ECLI:NL:CRVB:2020:511
Centrale Raad van Beroep
- Hoger beroep
- Rechtspraak.nl
Afwijzing verzoek om verlenging van de aanstelling als reservemilitair
In deze zaak heeft de Centrale Raad van Beroep op 28 februari 2020 uitspraak gedaan in hoger beroep tegen een eerdere uitspraak van de rechtbank Den Haag. De appellant, een reservemilitair, had verzocht om verlenging van zijn aanstelling, die oorspronkelijk eindigde op 1 februari 2017. Dit verzoek werd afgewezen door de staatssecretaris van Defensie, omdat er geen nieuwe feiten of veranderde omstandigheden waren die het terugkomen op de eerdere besluitvorming konden rechtvaardigen. De rechtbank had het beroep van de appellant tegen deze afwijzing ongegrond verklaard, waarbij werd vastgesteld dat het primaire besluit bevoegd was genomen, ondanks een aanvankelijk bevoegdheidsgebrek.
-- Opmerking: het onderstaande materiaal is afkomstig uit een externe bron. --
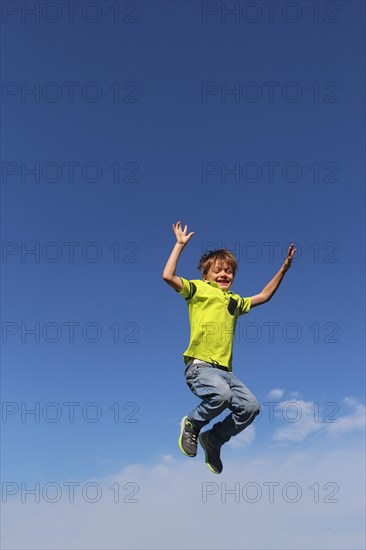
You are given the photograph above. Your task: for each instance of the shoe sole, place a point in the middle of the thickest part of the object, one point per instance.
(202, 441)
(181, 435)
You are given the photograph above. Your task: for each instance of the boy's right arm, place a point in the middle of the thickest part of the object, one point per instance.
(169, 271)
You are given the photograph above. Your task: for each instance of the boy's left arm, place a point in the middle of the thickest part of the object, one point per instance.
(273, 285)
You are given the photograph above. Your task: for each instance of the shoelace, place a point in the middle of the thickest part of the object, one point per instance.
(193, 435)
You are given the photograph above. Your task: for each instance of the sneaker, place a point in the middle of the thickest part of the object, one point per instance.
(188, 437)
(212, 454)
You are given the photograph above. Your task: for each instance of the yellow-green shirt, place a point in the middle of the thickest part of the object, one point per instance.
(213, 314)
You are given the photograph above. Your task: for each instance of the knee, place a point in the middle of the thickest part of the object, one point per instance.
(250, 409)
(223, 395)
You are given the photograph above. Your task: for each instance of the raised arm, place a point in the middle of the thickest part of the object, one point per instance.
(182, 238)
(273, 285)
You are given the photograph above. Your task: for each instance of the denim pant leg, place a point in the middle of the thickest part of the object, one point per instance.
(244, 407)
(212, 386)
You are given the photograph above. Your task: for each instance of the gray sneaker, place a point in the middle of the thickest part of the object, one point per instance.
(212, 454)
(188, 437)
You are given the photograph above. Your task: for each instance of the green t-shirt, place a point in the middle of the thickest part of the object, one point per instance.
(212, 314)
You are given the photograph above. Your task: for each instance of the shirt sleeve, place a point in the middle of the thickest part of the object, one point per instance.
(189, 289)
(245, 305)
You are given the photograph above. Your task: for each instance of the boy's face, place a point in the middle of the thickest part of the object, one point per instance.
(221, 273)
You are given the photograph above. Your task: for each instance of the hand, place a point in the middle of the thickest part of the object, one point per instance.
(290, 254)
(181, 234)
De Raad heeft de gronden van de appellant in hoger beroep herhaald, maar onderschrijft het oordeel van de rechtbank. De Raad concludeert dat het koninklijk besluit van 6 december 2016 tot ontslag van de appellant in rechte vaststaat en dat er geen overtreding van het verbod op reformatio in peius is. De uitspraak van de rechtbank wordt bevestigd en er is geen aanleiding voor een veroordeling in de proceskosten.